People in Nature: Wildlife Conservation in South and Central America

People in Nature: Wildlife Conservation in South and Central America

People in Nature: Wildlife Conservation in South and Central America

People in Nature: Wildlife Conservation in South and Central America


This book reviews wildlife management and conservation in Central and South America. The book discusses the threats to biodiversity in this area including habitat fragmentation, development, ranching, tourism as well as hunting. The book contains contributions from many local Latin American authors who work there daily and are exposed to the numerous and unique issues that need to be taken into account when talking about conservation in Central and South America.


JOSÉ M. V. Fragoso, Richard E. Bodmer, and Kirsten M. Silvius

The South and Central American context

South and Central American (including Mexico) approaches to wildlife conservation are rooted in traditions of resource use derived from interactions between complex biological, cultural, and socioeconomic systems. South and Central American peoples inhabit a land rich in biological diversity and complexity, with several nations considered megadiversity countries (e.g., Brazil, Colombia, and Ecuador) (see Mittermeier, Robles-Gil, and Mittermeier 1997). the most extensive tropical forests and wetlands of our planet occur in South and Central America. Unlike the situation in many parts of the world, most of these ecosystems still function as intact ecological entities little disturbed by human activities (Mittermeier et al. 1998). the Amazon rain forest, for example, extends over 2500 km from east to west and about 2000 km from north to south.
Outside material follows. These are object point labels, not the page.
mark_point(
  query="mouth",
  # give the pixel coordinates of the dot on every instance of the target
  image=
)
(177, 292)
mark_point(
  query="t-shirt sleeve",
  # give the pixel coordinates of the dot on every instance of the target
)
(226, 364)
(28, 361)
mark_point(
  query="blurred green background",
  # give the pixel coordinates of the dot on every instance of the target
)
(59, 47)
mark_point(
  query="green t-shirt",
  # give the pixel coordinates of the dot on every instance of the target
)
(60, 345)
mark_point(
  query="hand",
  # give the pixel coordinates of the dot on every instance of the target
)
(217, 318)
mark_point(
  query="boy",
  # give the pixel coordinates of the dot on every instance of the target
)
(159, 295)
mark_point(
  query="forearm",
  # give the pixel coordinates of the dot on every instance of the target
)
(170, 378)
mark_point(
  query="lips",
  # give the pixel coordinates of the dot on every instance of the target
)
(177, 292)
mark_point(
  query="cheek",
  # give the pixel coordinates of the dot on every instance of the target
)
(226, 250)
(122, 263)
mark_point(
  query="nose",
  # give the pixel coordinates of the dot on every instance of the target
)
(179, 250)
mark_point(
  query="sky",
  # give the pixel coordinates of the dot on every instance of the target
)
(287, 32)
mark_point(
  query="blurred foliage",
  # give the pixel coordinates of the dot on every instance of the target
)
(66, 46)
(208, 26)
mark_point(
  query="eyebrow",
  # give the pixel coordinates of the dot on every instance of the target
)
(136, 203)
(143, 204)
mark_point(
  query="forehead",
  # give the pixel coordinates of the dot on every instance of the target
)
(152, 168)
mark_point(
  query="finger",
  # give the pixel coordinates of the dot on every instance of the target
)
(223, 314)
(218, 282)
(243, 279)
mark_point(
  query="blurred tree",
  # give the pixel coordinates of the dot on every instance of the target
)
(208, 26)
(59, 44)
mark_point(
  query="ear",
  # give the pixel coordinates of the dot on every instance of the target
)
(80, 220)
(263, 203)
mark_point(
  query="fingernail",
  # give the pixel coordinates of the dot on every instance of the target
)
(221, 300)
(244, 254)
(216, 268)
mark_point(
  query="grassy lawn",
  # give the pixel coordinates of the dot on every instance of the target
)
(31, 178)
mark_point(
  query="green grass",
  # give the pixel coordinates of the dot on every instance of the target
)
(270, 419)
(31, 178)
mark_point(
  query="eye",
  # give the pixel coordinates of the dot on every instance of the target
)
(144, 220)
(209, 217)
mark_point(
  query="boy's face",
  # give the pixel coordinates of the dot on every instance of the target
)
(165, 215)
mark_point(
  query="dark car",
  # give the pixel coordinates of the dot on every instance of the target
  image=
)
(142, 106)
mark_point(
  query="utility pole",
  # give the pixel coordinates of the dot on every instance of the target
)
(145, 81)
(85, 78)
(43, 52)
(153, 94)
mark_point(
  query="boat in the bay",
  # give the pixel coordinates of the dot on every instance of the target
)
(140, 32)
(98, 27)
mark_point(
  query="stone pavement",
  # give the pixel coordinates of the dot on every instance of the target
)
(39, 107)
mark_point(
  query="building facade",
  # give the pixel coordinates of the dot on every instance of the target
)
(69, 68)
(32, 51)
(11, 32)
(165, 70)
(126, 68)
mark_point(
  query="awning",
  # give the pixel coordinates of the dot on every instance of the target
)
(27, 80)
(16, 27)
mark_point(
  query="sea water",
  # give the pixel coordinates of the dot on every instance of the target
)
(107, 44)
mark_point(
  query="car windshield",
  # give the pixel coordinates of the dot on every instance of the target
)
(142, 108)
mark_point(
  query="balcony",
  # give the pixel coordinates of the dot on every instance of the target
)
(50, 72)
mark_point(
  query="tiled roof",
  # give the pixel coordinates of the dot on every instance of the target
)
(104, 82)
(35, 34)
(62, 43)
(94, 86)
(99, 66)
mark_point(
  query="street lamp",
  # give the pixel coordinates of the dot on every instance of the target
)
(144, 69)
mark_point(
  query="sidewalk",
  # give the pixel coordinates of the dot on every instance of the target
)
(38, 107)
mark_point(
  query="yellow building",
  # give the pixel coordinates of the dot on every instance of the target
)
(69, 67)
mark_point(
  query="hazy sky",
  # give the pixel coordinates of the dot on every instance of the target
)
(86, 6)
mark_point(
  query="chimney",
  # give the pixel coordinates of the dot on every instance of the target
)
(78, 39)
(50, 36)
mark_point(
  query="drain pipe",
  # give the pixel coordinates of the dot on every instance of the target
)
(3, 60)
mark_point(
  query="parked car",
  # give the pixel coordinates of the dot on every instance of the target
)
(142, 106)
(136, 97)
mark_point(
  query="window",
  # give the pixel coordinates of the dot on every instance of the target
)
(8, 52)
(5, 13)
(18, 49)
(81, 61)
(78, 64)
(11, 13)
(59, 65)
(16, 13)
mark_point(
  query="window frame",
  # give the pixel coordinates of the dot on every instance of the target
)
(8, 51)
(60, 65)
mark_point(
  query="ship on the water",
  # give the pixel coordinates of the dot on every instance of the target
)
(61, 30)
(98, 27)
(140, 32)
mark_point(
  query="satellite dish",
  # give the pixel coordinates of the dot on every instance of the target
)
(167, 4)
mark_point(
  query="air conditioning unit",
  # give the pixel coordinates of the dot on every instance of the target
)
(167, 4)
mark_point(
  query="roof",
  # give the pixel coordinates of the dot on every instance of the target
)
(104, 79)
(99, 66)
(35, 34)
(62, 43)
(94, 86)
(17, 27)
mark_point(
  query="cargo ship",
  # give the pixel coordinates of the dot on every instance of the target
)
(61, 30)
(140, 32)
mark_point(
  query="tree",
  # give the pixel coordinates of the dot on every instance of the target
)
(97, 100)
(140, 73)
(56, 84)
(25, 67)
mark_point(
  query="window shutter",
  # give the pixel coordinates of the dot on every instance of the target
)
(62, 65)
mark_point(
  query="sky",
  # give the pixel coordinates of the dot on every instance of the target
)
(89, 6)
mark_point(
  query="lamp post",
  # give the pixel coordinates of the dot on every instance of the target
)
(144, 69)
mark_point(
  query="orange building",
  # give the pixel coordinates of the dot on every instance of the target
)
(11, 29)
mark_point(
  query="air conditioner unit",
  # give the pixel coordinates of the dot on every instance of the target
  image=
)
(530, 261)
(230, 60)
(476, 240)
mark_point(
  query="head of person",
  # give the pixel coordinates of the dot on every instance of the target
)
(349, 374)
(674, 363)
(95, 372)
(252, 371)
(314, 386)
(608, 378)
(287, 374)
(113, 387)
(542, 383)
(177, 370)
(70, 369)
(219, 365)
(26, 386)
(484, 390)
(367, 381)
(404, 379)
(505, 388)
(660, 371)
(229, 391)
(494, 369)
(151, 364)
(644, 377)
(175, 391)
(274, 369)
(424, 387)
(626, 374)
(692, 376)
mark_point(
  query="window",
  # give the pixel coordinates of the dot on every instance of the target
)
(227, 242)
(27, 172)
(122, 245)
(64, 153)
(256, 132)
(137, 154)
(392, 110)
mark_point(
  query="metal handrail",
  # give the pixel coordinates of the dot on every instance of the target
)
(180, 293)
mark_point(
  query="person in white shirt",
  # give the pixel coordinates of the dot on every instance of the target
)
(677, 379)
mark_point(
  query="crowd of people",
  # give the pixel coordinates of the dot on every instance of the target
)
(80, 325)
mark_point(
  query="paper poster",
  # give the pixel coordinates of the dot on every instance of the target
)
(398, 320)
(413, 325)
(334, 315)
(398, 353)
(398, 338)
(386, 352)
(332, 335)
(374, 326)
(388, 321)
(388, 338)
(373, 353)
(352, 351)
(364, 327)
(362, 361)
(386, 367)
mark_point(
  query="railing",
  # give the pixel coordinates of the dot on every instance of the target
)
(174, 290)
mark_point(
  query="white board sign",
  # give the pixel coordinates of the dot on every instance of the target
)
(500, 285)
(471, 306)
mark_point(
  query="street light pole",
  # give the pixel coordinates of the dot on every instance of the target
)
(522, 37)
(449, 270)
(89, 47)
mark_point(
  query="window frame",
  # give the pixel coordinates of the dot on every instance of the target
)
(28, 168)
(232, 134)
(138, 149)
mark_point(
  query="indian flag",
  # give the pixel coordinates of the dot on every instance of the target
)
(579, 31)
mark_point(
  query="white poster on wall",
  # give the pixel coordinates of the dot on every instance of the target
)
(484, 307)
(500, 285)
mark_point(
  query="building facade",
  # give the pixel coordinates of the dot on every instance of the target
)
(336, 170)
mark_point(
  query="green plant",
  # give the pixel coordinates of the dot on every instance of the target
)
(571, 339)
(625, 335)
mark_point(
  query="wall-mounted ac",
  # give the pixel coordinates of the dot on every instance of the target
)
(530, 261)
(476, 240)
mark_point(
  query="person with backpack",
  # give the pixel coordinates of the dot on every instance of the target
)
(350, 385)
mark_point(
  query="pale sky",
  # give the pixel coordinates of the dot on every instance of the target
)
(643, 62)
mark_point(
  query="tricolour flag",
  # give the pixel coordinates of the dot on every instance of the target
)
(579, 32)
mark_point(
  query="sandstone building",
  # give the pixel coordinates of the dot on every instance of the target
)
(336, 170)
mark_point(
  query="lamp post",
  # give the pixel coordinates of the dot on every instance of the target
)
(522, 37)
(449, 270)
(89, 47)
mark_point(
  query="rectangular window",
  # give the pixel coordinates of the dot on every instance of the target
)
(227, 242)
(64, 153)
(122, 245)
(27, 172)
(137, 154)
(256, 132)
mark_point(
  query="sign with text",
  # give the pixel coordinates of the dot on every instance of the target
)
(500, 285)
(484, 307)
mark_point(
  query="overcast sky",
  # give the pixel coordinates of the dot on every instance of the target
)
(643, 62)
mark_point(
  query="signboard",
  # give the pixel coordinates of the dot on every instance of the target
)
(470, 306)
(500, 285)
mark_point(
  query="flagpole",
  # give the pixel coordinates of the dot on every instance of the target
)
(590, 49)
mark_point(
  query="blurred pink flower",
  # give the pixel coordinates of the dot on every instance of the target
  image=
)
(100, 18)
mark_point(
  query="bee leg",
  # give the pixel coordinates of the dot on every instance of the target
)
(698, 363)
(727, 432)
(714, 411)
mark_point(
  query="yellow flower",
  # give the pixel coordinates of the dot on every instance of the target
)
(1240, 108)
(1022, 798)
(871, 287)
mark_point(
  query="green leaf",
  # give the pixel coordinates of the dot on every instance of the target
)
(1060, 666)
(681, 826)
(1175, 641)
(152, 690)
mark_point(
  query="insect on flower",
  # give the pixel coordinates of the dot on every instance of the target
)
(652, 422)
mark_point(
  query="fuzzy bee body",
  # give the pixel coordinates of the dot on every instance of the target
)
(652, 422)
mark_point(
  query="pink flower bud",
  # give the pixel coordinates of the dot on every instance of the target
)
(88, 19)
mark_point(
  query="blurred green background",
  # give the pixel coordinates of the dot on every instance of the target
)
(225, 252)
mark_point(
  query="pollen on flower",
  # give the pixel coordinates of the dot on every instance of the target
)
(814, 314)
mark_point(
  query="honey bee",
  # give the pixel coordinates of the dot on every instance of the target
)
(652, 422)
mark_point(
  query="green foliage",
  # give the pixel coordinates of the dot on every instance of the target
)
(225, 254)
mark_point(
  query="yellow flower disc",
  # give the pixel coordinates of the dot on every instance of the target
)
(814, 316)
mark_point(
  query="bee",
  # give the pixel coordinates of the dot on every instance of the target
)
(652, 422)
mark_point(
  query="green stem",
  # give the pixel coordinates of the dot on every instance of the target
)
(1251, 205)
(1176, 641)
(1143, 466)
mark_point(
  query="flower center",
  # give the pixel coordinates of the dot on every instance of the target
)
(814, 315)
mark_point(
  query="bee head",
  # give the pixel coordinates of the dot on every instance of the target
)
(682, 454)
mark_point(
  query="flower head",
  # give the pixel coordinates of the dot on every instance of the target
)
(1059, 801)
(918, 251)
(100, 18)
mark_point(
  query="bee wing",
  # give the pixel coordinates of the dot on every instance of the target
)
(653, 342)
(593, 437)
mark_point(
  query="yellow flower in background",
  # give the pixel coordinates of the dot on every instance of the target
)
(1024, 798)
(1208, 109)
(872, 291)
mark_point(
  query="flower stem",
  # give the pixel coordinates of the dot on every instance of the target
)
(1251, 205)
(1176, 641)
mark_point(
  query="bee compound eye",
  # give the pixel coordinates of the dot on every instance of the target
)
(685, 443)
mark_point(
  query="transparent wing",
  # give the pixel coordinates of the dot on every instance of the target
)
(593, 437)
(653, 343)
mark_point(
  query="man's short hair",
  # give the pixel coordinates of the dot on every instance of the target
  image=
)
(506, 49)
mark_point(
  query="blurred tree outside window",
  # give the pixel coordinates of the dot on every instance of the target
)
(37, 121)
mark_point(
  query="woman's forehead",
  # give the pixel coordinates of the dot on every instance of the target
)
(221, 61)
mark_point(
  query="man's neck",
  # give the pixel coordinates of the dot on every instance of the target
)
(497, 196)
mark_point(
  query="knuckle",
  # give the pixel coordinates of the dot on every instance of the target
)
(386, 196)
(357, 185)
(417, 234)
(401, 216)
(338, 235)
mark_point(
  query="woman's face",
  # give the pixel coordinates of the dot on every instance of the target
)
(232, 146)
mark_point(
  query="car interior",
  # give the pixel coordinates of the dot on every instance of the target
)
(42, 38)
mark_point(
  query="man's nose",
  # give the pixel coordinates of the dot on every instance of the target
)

It is the largest continuous tropical forest on earth and the second largest forested ecosystem after the Eurasian Boreal forest. the world’s largest wetland, the Pantanal, is located in south central Brazil and northern Paraguay, and the Andean Mountain range supports some of the most extensive montane forests and grasslands in existence. With the exception of high altitude Andean habitats and Atlantic forests, these “natural areas” are relatively unfragmented and continue functioning as continental level “natural” ecosystems. Many are considered as some of our planet’s last great wilderness areas (Dinerstein et al. 1995; Mittermeier et al. 1998). the “intact” condition of South American biomes is unusual, given the high levels of species extirpations and ecosystem fragmentation that have occurred in North America, Europe, Africa, and much of the rest of the world.

The persistence of intact ecosystems in South America, and to a lesser degree in Central America, is to a large extent due to the region’s unique mixture of peoples . . .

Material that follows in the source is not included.